The role of symbolism will not be lost on anyone watching the film, and with well-respected French art-house director Radu Mihaileanu at the helm the importance of it is not to be underestimated. Water as a metaphor for love is central – as long as water does not flow in the village love, physical or emotional, will be put on hold. Mihaileanu describes it too as “a metaphor for the withering heart”, central to the functioning of the village, the relationships of its inhabitants and their existence as sensual human beings.

It would be easy for the film to take sides with its characters, as the divisive issues it tackles have great potential to create clear-cut victims and villains. Mihaileanu works hard however to maintain a relatively neutral eye throughout the film, presenting different sides of the argument and highlighting the human failings of those characters such as Leila who would be easy to put on a pedestal. “Alain-Michel (co screenwriter) and I both dislike writing totally positive or totally negative characters” he says, working instead to give them all a “subjectivity that might justify their reasoning”. This makes for a more thought-provoking film as the viewer has to work harder to decide who to sympathise with.
Another way Mihaileanu maintains a distance between his characters and their audience is by filming in Darija, a little known Moroccan dialect that will no doubt be foreign to the vast majority of those who watch the film. As well as adding an authenticity to the production it reinforces the village’s physical remoteness and the women’s isolation from outside help. For the Western audience the language is impenetrable, forcing us to depend on subtitles and the characters’ tone of voice to understand how they are feeling. Mihaileanu also shot the whole film using a handheld Steadicam camera, in order to give the impression the viewer happens “upon characters in more ‘accidental’ more ‘unexpected’ ways…to give the film a tale-like dimension” which compliments the narrative’s distanced, factual flow.
The line between traditional and modern is another strong theme for the film, as some in the village fight for their modern right and others oppose it. Various characters represent the modern strands of village life, such as Leila’s teacher husband Sami (Saleh Bakri) who dresses in modern clothing and supports her strike. He also went against his family’s wishes for an arranged marriage, marrying village outsider Leila for love instead. Interestingly though the film chooses not to go down the obvious route of casting younger characters only as supporters of modernism. The ‘Mother Rifle’, one of the oldest people in the community, is all for the strike and the women’s fight. She represents how the old can merge with the new without losing established cultures and tradition as many of the villagers fear.

Modernity also appears in the film through technology, which the women do have limited access to. Sami’s family has a mobile phone for example, and Leila’s ex-lover is presented as a modern journalist/scientist with scientific tools. Mihaileanu also cautiously broaches the topic of Islamic fundamentalism, as neutrally as he does all his themes, as Mother Rifle’s son takes on more extreme religious views. In the face of the rich Muslim community we witness however – where song, dance and kind values take central stage – the misguided modern perception of extremism as widespread within Muslim culture loses all meaning here.
Music is woven tightly into the film’s narrative, with the women conveying many of their demands through song.

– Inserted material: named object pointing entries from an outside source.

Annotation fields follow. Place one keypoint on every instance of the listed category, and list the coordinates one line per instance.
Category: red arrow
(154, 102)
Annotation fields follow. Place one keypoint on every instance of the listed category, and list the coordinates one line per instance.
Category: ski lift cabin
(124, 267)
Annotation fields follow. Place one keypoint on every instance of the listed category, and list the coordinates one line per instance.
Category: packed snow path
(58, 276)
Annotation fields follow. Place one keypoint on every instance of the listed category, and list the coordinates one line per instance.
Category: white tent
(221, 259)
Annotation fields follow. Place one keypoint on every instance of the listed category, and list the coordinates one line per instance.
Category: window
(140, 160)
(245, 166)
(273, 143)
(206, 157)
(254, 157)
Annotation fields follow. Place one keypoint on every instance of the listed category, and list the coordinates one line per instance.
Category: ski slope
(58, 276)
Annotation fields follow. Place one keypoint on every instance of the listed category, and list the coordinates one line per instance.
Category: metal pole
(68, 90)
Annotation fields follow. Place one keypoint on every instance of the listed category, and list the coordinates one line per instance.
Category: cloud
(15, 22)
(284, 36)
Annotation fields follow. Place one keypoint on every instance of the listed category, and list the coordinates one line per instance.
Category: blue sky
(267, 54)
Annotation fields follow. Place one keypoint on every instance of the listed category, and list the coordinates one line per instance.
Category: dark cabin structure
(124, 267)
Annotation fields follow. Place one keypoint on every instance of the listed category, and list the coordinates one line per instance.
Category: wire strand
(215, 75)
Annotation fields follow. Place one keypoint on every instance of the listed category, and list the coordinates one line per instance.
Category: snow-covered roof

At one of the numerous humorous points in the film the women sing to a group of Western tourists about how their money will go to waste in the village. As a Western viewer you can’t help but identify with – and feel a little embarrassed by – how they sit and watch the women as though they’re objects without any understanding of what is being said. Whether their objectifying of the women is any worse than that of the more disrespectful men in the community is up to the viewer to decide.

The film is beautifully shot with stunning scenery and colourful clothing. Despite the language barrier it would be hard not to feel involved in the women’s fight and identify with their wishes for some kind of independence and say about how the village is run. One thing that viewers could find frustrating though is that the women, despite their hard fight, never become truly independent of their husbands, relying on them to take their demands to the local authorities rather than do it themselves.
Against the backdrop of the Arab Spring and ongoing unrest in the area the film is an interesting look at some of the driving forces that could be inspiring those fighting for social and political change in the region. Cleverly taking inspiration from current events and tales of the past – Mihaileanu also drew from Aristophanes’ Lysistrata – it is an absorbing tale of individuals drawing on communities for strength to overcome obstacles to development and a better life. An exotic music score and alien setting contrast well with the fulsome female characters, who help us to see past superficial differences and appreciate the women as individuals rather than the collective ‘other’ they may first appear to be.